Along with increased total NF-M in the Triton X-insoluble fractions, we also observed increased amounts of mouse NF-L and NF-H (Figs. 6A and C), arguing that overexpression of the human NF-M is also driving more NF-L and NF-H into assembled filaments. These findings are consistent with the increased accumulation of filaments in the cell bodies of transgenic animals and the increased density of filaments in transgenic axons.
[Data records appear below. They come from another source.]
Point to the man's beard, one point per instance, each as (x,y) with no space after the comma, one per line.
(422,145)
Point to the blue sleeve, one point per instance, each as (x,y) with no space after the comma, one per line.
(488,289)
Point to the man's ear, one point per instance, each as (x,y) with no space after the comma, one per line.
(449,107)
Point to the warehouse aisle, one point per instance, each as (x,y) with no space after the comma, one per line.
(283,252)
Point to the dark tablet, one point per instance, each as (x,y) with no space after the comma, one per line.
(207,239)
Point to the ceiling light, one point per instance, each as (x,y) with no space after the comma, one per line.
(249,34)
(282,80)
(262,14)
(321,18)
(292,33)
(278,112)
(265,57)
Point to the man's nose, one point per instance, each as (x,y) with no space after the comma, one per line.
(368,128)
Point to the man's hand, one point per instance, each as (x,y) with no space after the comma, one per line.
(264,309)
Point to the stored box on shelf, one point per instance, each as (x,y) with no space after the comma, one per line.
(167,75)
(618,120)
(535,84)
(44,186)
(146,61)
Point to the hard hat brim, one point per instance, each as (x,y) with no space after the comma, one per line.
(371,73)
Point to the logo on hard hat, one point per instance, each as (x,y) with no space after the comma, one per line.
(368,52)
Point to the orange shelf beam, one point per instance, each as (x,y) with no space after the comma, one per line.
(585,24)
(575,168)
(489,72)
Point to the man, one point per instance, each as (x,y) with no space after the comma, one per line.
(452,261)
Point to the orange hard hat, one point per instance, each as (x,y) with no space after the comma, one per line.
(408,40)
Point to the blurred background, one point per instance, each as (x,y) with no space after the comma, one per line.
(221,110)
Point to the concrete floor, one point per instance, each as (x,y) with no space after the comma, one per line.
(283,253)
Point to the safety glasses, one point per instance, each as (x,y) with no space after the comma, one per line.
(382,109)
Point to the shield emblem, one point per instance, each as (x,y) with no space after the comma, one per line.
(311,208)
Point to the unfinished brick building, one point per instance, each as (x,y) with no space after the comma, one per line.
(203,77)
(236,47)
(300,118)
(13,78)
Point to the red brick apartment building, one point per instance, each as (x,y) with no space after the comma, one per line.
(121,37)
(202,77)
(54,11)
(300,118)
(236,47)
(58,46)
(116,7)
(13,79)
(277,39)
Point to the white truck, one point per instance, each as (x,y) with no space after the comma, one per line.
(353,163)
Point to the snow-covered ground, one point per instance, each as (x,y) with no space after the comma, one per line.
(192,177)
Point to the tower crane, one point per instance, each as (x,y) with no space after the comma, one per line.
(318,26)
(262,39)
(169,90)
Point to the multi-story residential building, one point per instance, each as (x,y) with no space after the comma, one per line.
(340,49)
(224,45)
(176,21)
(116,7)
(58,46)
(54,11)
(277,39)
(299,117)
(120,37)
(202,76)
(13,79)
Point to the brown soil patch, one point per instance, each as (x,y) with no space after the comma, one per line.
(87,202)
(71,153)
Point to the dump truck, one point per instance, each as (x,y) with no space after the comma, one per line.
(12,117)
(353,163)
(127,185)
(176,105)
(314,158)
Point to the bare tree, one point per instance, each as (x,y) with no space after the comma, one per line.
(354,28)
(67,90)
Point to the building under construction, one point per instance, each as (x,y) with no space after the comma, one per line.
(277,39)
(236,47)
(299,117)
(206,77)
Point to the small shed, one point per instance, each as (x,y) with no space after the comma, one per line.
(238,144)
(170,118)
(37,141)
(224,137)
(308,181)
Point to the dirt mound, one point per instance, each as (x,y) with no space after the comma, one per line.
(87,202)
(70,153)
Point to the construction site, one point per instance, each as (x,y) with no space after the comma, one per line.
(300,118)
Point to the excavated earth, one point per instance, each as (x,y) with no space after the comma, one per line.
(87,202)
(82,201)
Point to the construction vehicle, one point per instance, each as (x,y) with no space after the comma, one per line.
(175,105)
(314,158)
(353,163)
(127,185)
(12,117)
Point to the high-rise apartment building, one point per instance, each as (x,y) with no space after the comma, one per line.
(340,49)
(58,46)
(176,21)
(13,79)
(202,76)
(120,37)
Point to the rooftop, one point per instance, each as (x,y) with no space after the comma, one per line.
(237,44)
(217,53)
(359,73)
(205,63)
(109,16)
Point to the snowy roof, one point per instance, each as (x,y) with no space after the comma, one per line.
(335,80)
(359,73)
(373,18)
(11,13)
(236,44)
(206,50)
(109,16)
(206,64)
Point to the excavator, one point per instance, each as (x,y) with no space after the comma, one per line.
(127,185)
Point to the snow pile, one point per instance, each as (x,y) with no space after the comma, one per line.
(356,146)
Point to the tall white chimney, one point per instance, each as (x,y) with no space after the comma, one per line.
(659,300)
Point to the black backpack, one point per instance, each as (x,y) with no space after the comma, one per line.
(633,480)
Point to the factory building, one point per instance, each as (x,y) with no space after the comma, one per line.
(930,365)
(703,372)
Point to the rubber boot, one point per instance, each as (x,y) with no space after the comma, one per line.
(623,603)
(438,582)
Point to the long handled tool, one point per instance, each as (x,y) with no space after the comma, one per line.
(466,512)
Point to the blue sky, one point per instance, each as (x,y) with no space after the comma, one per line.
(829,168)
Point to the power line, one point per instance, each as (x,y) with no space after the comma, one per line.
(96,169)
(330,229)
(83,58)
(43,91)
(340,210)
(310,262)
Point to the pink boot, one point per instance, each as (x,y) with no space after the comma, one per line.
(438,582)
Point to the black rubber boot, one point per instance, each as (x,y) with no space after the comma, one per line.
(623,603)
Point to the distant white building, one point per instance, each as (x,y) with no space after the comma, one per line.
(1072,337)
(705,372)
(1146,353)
Interestingly changes were seen in both spinal cord and brain despite the fact that we have only rarely observed accumulations of NFs in even large brainstem motor neurons by immunocytochemistry (data not shown). Peripherin has also been associated with filamentous inclusions in human and experimental models of motor neuron disease (Beaulieu et al., 1999, 2000). Interestingly in the human NF-M BAC transgenic animals, peripherin was decreased in the Triton X-insoluble fraction (Fig. 6F) arguing that the human NF-M is driving peripherin out of filaments.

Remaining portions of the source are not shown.